板書 2019.06.16-06.22

学校の教室には黒板がある。その黒板に授業で教えたいことをチョークで記すことを「板書」という。僕は長いこと教師をしていたので、板書は当たり前のことだった。最近の学生は板書を嫌う傾向があるけれども、僕はいまでも板書が理想的な教育方法の一つだと信じている。

板書は、教師が手書きで大切なことを黒板に記す。学生はそれをノートに写す。もちろんそのままではなく、教師が口で話したことも要領よくまとめてノートに取る。そのスピードがちょうどいい。さらに言えば、教師の板書も学生のノート取りも身体運動だ。それがいい。知はそれがなければ伝わらない。

板書する黒板の優れたところは、その名の通り板が黒いことだ。濃い緑色も多いけれども、それも黒板という。そこに白を中心としたチョークで字や図を手書きする。僕はその配色が好きだった。僕の講演のパワーポイントの背景が黒になっているのは、その影響がある。

黒板に板書するときの最大の問題点は、手がチョークで粉まみれになり、その手で着ている服に触ると悲惨になることだ。講義の後にちょっとした会議に出る必要があって、正装しているときは尚更だ。白衣を着て講義するという方法もあるけれども、僕にはその習慣がなかったので、これはいつも悩みだった。

あるとき黒板に代わってホワイトボードが颯爽と登場した。でも僕はそれが好きになれなかった。

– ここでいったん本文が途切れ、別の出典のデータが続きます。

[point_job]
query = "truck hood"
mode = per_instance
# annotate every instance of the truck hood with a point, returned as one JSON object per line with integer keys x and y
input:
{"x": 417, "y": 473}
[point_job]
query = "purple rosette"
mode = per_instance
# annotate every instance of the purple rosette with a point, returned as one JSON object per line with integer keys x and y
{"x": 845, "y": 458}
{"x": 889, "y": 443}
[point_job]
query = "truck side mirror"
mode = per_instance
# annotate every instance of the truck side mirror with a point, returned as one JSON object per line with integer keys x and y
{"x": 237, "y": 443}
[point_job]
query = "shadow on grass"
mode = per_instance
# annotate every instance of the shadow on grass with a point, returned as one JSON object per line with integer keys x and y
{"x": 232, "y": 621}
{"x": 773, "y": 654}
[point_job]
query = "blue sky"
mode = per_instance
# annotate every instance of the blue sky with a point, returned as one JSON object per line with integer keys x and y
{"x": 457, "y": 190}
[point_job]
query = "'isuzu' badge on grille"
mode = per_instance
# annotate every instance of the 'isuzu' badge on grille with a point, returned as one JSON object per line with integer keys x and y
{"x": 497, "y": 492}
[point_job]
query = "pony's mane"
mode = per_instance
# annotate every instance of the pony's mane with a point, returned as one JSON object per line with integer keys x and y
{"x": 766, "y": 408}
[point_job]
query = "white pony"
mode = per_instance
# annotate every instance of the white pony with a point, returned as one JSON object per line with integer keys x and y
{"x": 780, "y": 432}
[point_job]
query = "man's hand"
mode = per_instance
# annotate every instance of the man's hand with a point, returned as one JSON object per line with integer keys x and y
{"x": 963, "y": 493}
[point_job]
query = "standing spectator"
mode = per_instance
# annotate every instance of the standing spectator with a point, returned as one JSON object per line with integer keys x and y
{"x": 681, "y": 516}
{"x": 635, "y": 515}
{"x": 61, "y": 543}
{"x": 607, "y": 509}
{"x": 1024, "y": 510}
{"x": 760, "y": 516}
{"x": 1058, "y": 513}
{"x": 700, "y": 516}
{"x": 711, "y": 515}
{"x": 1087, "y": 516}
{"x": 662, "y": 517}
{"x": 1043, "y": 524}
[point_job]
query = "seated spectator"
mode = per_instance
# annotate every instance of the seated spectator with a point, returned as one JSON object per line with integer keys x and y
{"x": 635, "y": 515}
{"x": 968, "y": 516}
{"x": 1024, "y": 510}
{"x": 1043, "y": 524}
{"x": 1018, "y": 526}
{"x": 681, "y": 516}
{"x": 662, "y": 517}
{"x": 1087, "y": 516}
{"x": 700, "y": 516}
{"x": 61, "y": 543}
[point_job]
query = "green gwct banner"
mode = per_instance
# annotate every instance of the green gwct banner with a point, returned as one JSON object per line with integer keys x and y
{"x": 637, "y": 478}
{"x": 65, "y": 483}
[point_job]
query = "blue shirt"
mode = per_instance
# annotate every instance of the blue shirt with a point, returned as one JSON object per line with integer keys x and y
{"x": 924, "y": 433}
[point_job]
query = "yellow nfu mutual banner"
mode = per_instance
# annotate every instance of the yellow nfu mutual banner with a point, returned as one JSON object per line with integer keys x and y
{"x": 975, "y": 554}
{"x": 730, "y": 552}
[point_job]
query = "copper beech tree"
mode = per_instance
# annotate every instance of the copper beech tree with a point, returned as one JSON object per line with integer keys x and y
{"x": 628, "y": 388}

最大の理由は、そこにあるマーカーのほとんどがインク切れで使いものにならないからだ。黒板のチョークはそんなことはない。文明の利器は、理想的な使い方が保証されていないときは、限りなく不便になる。

僕は黒板にはそれなりの字が書ける。一方でホワイトボードに書く字は、自分でも嫌になるほど下手だ。なぜだろうか。慣れもあるかもしれないが、僕はホワイトボードというメディアに問題があると思っている。ボードの感触、マーカーの表現能力、いずれも黒板とチョークに遠く及ばない。

ついでに言えば、学校では黒板は文化だった。たとえばなぜか知らないけれども、教室の引き戸形式の扉の間に、黒板消しが挟まっていることが多かった。ベテランの教師は心得ていたけれども、まずは新米の教師が、頭上からその洗礼を受けた。それは儀式だったのだろうか。